Finding common ground
So how can challenges be addressed practically on the nursing unit, in a way that benefits both staff and patients? Janel Allen, senior vice president and chief people officer for Children’s Hospital and Medical Center in Omaha, Neb., says the facility meets its mission by increasing connections among nurses, their colleagues and their employer.
“We know our nursing team members are essential to achieving the patient experiences and outcomes we want,” Allen says. “We are focused on listening and meeting their needs, and there are a number of ways we accomplish that.”

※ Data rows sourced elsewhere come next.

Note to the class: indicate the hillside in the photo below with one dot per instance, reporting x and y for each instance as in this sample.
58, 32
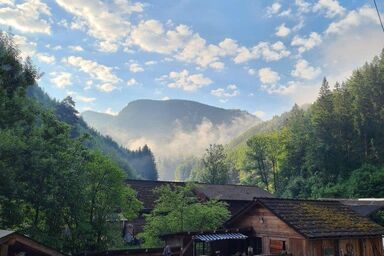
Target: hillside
174, 129
134, 163
332, 148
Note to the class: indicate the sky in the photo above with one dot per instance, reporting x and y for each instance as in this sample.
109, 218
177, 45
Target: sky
261, 56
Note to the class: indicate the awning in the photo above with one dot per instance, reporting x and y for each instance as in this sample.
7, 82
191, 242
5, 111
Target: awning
216, 237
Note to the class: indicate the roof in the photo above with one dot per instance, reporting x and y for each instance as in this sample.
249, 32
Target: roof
364, 207
145, 190
22, 242
207, 232
232, 192
4, 233
217, 237
146, 195
317, 218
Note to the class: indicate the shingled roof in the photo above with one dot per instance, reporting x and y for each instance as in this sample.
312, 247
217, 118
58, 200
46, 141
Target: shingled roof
145, 191
365, 207
318, 218
232, 192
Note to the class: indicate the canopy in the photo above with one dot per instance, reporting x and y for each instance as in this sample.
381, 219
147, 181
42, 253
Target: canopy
216, 237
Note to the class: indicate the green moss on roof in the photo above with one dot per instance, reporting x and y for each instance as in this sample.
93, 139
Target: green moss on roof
322, 218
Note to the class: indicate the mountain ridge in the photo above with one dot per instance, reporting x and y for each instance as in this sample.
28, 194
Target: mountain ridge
174, 129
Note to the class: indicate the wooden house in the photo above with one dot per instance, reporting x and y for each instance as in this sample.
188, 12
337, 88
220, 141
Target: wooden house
236, 196
13, 243
308, 228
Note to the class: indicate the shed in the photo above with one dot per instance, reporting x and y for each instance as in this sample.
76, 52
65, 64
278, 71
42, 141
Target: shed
309, 228
13, 243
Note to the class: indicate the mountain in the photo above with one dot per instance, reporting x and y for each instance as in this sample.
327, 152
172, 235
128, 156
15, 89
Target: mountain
236, 148
174, 129
137, 164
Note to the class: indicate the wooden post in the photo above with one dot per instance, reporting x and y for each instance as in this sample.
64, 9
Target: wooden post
4, 250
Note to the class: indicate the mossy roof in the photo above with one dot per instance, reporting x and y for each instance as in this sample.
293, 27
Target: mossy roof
321, 218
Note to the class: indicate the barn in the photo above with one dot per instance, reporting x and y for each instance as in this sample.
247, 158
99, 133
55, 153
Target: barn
308, 228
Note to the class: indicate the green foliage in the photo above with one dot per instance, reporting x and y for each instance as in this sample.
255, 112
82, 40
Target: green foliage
215, 167
136, 164
262, 160
334, 148
177, 209
51, 186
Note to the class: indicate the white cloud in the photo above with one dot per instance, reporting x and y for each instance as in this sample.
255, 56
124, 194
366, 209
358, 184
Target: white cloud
282, 30
268, 76
85, 99
7, 2
150, 62
107, 87
109, 111
363, 16
135, 68
304, 71
95, 70
151, 36
106, 21
303, 6
81, 98
88, 85
182, 43
26, 47
228, 92
46, 58
252, 71
264, 50
228, 47
306, 43
290, 88
132, 82
285, 13
332, 8
186, 81
76, 48
273, 9
217, 65
61, 79
260, 114
31, 16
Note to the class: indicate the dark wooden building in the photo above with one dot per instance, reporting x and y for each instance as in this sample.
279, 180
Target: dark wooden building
236, 196
308, 228
13, 243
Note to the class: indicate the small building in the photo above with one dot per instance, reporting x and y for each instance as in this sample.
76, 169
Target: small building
236, 196
308, 228
366, 207
215, 242
13, 243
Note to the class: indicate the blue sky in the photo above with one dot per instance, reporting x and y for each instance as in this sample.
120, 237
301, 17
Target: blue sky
257, 55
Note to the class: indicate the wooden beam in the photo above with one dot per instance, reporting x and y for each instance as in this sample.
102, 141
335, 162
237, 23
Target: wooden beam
4, 250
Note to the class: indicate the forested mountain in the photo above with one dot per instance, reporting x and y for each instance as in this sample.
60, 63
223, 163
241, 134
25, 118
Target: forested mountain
53, 187
173, 129
158, 118
333, 148
138, 163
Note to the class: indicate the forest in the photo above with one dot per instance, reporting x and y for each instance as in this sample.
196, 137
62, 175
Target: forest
63, 184
331, 148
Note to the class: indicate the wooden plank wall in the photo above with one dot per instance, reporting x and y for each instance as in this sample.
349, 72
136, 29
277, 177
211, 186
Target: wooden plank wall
272, 230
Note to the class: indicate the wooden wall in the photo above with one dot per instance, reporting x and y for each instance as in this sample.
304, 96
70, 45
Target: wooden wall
272, 231
358, 246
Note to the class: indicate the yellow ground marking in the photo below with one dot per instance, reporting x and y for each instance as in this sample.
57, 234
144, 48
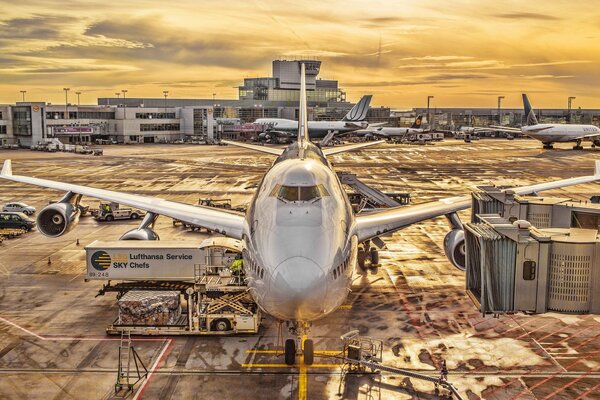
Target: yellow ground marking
302, 390
317, 353
289, 366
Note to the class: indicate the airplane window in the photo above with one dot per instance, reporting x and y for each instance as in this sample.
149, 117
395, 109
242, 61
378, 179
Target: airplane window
308, 193
289, 193
299, 193
275, 190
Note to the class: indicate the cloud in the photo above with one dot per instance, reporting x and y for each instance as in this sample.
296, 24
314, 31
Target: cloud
528, 15
436, 58
37, 26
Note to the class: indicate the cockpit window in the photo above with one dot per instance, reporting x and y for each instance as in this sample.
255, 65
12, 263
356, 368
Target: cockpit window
299, 193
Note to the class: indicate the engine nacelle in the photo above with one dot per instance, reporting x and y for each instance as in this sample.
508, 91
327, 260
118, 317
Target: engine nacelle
57, 219
454, 247
140, 234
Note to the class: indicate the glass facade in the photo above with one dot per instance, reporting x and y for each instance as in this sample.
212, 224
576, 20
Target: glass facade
159, 127
155, 115
22, 121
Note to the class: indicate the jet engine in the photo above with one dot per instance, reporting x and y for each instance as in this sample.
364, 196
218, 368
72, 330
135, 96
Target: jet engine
140, 234
57, 219
454, 247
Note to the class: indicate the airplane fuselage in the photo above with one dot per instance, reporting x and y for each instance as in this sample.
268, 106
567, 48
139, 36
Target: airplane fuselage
299, 253
552, 133
316, 129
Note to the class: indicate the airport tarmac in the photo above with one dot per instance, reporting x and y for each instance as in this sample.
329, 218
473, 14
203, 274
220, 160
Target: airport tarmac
52, 327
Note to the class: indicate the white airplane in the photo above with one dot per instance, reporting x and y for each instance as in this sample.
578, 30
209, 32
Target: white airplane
352, 121
300, 237
393, 132
554, 133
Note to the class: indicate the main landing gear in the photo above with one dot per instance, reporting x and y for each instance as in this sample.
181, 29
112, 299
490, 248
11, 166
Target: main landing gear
306, 348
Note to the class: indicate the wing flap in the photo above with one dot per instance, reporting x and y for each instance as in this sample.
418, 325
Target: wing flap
384, 221
229, 223
350, 147
262, 149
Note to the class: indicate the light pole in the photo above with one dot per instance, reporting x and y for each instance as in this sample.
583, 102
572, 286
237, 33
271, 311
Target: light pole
499, 109
124, 91
570, 101
165, 93
66, 102
428, 114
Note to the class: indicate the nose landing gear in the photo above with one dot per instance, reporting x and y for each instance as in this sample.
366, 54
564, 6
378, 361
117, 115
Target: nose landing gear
306, 347
368, 253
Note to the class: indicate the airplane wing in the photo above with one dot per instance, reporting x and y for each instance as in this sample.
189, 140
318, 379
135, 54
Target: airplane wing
228, 223
389, 220
508, 129
341, 149
263, 149
591, 135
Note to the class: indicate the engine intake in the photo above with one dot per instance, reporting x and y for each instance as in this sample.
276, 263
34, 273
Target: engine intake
454, 247
57, 219
140, 234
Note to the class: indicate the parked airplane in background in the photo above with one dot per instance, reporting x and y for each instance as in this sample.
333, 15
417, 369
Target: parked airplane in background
554, 133
279, 128
300, 236
395, 133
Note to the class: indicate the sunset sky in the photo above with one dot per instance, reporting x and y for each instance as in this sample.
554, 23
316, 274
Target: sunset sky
465, 53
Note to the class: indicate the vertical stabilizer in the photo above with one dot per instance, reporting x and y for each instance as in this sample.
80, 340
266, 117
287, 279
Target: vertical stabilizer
360, 109
530, 118
303, 109
417, 123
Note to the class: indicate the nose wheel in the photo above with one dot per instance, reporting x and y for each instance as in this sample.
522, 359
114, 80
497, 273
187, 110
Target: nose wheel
307, 352
300, 346
290, 351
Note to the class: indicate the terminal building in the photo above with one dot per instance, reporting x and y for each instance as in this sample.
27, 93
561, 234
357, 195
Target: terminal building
152, 120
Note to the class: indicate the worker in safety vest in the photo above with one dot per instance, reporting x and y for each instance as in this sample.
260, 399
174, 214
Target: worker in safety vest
237, 268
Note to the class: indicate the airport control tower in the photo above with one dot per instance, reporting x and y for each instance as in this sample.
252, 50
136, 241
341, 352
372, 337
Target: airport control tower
284, 85
288, 73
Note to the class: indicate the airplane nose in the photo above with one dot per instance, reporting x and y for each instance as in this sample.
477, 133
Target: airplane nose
299, 287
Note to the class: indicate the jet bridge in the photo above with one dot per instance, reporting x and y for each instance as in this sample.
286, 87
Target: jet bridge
369, 197
532, 254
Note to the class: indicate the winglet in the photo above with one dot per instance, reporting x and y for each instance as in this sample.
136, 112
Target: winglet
7, 168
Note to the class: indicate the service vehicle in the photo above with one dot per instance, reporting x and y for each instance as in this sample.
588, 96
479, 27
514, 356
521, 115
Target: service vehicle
112, 211
19, 207
84, 150
152, 278
16, 220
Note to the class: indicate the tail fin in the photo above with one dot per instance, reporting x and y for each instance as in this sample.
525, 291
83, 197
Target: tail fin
302, 111
417, 123
359, 111
529, 113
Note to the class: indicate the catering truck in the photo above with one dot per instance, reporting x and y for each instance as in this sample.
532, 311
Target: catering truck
174, 288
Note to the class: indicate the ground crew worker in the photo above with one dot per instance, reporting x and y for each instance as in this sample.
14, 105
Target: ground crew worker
237, 265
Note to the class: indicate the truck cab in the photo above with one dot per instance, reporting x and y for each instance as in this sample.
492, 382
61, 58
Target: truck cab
113, 211
16, 220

Allen says the hospital has implemented a discretionary bonus program to allow staff members to share in its success, and a Commitment Award program financially rewards team members for staying in the hospital’s employ. A paid community volunteering initiative called Be Involved offers the opportunity to seek fulfillment through giving back. New paternity leave benefits help families bond with their newborn and adopted children. The hospital is updating its staffing model to include licensed practical nurses. And a robust Employee Resource Group program offers staff members a way to connect with each other, share common interests, encourage belonging and diversity and support professional development and leadership.

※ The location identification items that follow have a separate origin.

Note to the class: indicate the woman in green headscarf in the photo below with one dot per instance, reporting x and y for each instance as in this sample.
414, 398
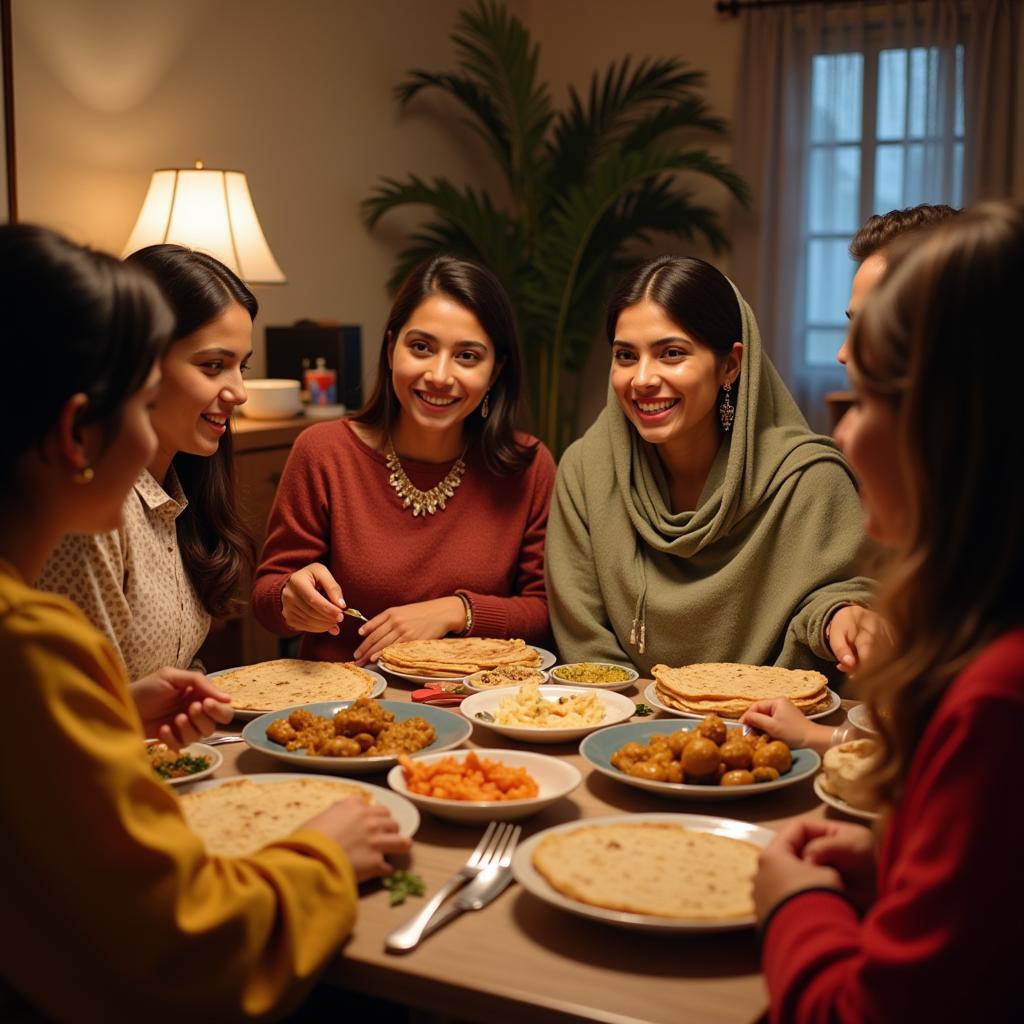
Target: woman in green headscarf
699, 519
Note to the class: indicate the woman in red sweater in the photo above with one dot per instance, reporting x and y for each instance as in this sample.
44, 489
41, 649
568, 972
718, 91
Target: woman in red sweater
911, 928
425, 510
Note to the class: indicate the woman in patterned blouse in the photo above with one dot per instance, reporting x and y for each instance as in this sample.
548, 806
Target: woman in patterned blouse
153, 585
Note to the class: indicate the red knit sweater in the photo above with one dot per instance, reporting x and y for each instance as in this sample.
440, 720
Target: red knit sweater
942, 941
335, 506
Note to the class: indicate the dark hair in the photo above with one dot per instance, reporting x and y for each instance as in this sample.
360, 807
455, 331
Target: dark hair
216, 546
881, 228
477, 290
693, 293
80, 320
933, 340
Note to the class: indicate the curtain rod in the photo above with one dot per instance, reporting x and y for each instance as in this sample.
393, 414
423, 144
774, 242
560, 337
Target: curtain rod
733, 7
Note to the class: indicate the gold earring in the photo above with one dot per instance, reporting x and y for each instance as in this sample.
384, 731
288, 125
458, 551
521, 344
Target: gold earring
726, 411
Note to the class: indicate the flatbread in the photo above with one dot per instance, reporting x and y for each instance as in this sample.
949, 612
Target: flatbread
726, 681
241, 816
457, 655
652, 868
846, 767
287, 681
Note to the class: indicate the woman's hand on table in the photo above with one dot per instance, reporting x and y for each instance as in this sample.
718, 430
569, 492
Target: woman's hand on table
422, 621
179, 707
850, 850
311, 600
853, 633
782, 871
781, 719
366, 833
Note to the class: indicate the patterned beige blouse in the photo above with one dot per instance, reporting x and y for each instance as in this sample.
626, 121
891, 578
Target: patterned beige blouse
131, 583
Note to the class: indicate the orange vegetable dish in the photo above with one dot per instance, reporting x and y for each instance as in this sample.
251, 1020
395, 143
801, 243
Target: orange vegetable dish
468, 778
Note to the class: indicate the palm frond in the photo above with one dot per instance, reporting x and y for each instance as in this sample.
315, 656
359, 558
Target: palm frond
616, 100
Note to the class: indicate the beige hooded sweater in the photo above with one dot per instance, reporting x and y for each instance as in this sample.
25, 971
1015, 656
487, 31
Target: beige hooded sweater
752, 574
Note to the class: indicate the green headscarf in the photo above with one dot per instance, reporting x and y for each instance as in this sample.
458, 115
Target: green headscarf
751, 574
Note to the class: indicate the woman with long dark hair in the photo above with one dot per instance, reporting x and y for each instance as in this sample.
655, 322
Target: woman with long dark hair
426, 510
153, 585
907, 928
138, 919
699, 519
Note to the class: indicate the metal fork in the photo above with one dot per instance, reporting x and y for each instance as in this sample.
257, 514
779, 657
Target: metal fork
485, 888
487, 851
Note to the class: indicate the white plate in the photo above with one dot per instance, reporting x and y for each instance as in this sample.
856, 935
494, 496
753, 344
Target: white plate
860, 718
554, 778
547, 660
197, 751
535, 883
249, 714
650, 696
616, 709
451, 728
597, 749
401, 810
841, 805
624, 685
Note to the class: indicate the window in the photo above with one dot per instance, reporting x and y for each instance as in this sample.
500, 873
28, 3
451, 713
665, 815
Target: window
886, 131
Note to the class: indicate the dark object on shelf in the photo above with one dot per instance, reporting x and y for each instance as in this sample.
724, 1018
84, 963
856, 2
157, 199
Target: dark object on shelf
291, 350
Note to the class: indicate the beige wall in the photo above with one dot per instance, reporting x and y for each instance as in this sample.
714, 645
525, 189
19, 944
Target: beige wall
299, 95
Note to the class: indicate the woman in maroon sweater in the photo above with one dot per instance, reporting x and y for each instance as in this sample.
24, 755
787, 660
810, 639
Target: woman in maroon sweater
426, 510
913, 929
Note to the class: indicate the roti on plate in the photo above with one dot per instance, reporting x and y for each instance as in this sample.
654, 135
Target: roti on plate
241, 816
457, 655
287, 681
729, 689
653, 868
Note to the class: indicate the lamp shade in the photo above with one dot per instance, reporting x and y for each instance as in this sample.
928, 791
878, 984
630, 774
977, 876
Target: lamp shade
209, 210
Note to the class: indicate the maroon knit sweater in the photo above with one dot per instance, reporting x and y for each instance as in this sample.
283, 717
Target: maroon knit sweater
334, 505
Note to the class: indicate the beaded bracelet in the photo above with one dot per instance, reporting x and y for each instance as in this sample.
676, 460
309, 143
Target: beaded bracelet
469, 614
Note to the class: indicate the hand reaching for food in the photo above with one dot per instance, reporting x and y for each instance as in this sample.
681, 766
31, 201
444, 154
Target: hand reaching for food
365, 833
422, 621
780, 719
311, 600
179, 707
853, 634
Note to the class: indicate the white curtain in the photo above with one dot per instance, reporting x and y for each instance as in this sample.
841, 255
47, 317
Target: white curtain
846, 110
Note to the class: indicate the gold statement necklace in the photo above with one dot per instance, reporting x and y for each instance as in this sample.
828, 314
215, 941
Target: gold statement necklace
422, 502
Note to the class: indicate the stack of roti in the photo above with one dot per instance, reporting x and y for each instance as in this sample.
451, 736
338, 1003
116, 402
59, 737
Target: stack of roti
659, 869
729, 689
457, 656
241, 816
272, 685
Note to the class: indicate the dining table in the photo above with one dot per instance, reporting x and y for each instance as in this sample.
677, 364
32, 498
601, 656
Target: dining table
520, 958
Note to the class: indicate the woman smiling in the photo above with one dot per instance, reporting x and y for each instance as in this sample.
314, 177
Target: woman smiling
153, 585
426, 510
699, 519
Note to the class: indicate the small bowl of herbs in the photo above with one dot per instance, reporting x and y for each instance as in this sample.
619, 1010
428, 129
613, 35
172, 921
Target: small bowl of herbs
187, 765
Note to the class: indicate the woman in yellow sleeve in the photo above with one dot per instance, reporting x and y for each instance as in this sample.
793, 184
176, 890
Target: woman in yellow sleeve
118, 911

Children’s also had team members help design a nursing residency initiative for new graduates. And it hosts a program called S2RN in which nursing students are sponsored for employment, receive tuition support and then continue working at the hospital after graduation. “We are developing a ‘best place to nurse’ environment where team members can find joy and meaning in the workplace,” Allen says. “We also have smaller initiatives like ‘zen dens’ where nurses can relax during a shift, and a morale support dog focused solely on easing tension among employees.”
According to Allen, nurse feedback shows the hospital’s efforts are working. “Nurses tell us they feel heard, cared for and valued,” she notes. “They say they feel empowered to be part of shaping the hospital’s future, and that loyalty is showing up in our retention metrics.”
Moving forward
McMillan says technology and teamwork will be at the forefront of nurse staffing solutions in the future. “We are seeing hospitals implement digital scheduling and recruitment platforms to screen and vet candidates and fill jobs quickly,” she says. “There also are forecasting tools nurse leaders can use to track patient flow and better match staff assignments. Health systems are providing well-being initiatives at work and making sure nurses’ mental health is supported. Respite rooms offer mental and physical breaks, and team members are encouraged to check in on each other. Even robotic technology is being used to complete simple tasks like delivering supplies so nurses don’t have to.”
Carrying the momentum forward, the ANA recently launched a Nurse Staffing Task Force to devise long-term, sustainable solutions. It also convened a Nurse Staffing Think Tank to address how recommendations can be implemented.
“Nurse leadership is stepping in to take the burden off of staff members, and healthy work environments are a priority,” McMillan says. “There are some very creative things going on in nursing.”